Sous les portails de ces églises se range tout un monde de statues, madones à l'Enfant, triomphe de la Vierge, personnages bibliques, scènes paradisiaques, évêques et chevaliers. A Chartres, à Reims, à Amiens, la délicatesse du sentiment religieux se révèle par une sculpture très-fine à laquelle il ne manque peut-être qu'une notion de l'art antique pour toucher à la perfection. Quel progrès sur les lourdes figures de l'âge du roman! «Au XIIIe siècle, écrit M. Renan22, les représentations de la Vierge atteignent une grâce idéale et presque raphaëlesque.
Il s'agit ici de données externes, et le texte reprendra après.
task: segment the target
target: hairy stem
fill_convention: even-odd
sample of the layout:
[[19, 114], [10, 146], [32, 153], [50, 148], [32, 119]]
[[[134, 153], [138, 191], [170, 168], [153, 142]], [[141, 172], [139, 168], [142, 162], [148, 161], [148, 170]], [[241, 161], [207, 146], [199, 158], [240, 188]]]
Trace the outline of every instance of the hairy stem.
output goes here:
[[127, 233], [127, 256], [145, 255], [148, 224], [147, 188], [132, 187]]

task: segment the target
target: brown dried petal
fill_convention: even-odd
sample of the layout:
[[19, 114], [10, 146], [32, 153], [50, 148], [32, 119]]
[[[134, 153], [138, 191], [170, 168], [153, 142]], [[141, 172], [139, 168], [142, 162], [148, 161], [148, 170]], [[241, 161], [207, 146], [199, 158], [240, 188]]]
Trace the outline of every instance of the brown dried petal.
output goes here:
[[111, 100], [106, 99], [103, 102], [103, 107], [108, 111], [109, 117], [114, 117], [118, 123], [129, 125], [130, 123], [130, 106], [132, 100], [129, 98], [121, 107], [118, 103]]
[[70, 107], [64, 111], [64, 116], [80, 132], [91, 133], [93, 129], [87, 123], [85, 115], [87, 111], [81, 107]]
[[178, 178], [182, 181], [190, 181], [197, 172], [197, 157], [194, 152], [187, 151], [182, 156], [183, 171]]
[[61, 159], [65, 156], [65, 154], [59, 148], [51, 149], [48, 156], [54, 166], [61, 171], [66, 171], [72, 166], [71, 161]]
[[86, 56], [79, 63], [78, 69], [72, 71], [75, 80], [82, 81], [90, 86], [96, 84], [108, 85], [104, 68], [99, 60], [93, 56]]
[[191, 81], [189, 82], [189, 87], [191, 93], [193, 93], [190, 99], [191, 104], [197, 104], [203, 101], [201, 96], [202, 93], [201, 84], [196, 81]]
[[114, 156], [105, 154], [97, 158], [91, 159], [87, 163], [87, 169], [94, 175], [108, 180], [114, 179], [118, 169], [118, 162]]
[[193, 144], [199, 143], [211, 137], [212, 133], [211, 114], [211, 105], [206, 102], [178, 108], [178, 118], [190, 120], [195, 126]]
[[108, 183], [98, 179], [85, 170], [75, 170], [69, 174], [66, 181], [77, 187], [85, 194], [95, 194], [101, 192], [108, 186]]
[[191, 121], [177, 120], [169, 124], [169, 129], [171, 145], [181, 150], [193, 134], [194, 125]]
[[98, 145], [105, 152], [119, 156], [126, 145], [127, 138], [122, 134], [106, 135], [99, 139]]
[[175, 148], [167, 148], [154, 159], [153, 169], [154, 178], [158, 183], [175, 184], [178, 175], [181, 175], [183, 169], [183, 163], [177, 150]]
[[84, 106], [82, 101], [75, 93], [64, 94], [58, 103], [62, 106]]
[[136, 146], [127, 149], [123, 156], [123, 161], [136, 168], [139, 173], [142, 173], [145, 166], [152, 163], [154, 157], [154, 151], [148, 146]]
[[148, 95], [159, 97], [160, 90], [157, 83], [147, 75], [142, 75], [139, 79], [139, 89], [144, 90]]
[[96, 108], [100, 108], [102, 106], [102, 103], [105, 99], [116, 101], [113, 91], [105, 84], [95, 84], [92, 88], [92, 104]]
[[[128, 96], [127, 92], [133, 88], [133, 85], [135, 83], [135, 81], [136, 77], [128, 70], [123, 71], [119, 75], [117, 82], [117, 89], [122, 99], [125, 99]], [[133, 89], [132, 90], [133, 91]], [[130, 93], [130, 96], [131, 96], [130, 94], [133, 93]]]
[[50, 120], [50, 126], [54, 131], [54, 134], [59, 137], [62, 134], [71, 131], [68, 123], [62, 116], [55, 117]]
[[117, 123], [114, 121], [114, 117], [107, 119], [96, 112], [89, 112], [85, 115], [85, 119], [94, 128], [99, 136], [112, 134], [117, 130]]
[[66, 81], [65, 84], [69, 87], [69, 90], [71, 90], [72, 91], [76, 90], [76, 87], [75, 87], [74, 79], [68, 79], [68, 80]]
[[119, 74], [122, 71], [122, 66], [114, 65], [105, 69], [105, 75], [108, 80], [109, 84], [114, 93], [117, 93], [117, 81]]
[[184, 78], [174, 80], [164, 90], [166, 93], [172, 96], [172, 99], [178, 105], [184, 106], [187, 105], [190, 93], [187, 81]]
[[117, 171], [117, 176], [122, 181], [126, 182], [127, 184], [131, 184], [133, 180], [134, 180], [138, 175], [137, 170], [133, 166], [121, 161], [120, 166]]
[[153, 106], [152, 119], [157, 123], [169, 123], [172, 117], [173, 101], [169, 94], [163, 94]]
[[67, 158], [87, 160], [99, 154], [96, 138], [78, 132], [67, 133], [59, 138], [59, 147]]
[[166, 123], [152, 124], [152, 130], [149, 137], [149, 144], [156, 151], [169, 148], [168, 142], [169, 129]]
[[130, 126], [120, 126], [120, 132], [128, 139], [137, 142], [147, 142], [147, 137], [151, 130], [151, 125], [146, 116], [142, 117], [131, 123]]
Cette espèce d'ivresse de la beauté féminine qui, s'inspirant surtout du Cantique des cantiques, se trahit dans les hymnes du temps, s'exprimait aussi par la peinture et la sculpture; il y a telles de ces statues de la Vierge qui seraient dignes de Nicolas de Pise par leur charme, leur harmonie, leur suavité.» Le rayonnement de maternité grave et naïve qui séduit en Raphaël s'exhale souvent de nos madones gothiques. On entrevoit enfin, à plus d'un indice, l'effort sincère essayé par les artistes de cette période pour étudier la nature sur le nu, en dépit du préjugé religieux qui condamnait cette pratique.
La peinture, qui a plus souffert que la statuaire des injures du temps, nous est connue surtout par les miniatures, les enluminures et les vitraux. Là encore, nous sommes les maîtres, par la fécondité de l'invention, l'esprit de la composition, la douceur du coloris, la chasteté charmante des personnages. L'Europe nous enviait cet art brillant: Dante a vanté l'enluminure parisienne. La peinture sur verre ne le cédait point aux arts voisins: fondée sur les notes dominantes du bleu et du rouge, harmonieuse et ferme de dessin, grâce au morcellement des fragments, sagement subordonnée à l'architecture, aux motifs de laquelle elle s'accommode, la verrière du XIIIe siècle achève, par la magnificence des couleurs où rit la lumière, la majesté de la cathédrale.
VII
Le XIIe siècle vit commencer chez nous, avec Abélard et le mouvement communal, les deux libertés essentielles de toute grande civilisation, la liberté de l'esprit et la liberté civile. L'une et l'autre ont eu des destinées difficiles, et de trop courts triomphes suivis d'une rapide décadence. Les vicissitudes de notre philosophie et de notre vie politique font bien comprendre le mal profond qui frappa tout à coup la France aux sources mêmes de sa fécondité intellectuelle.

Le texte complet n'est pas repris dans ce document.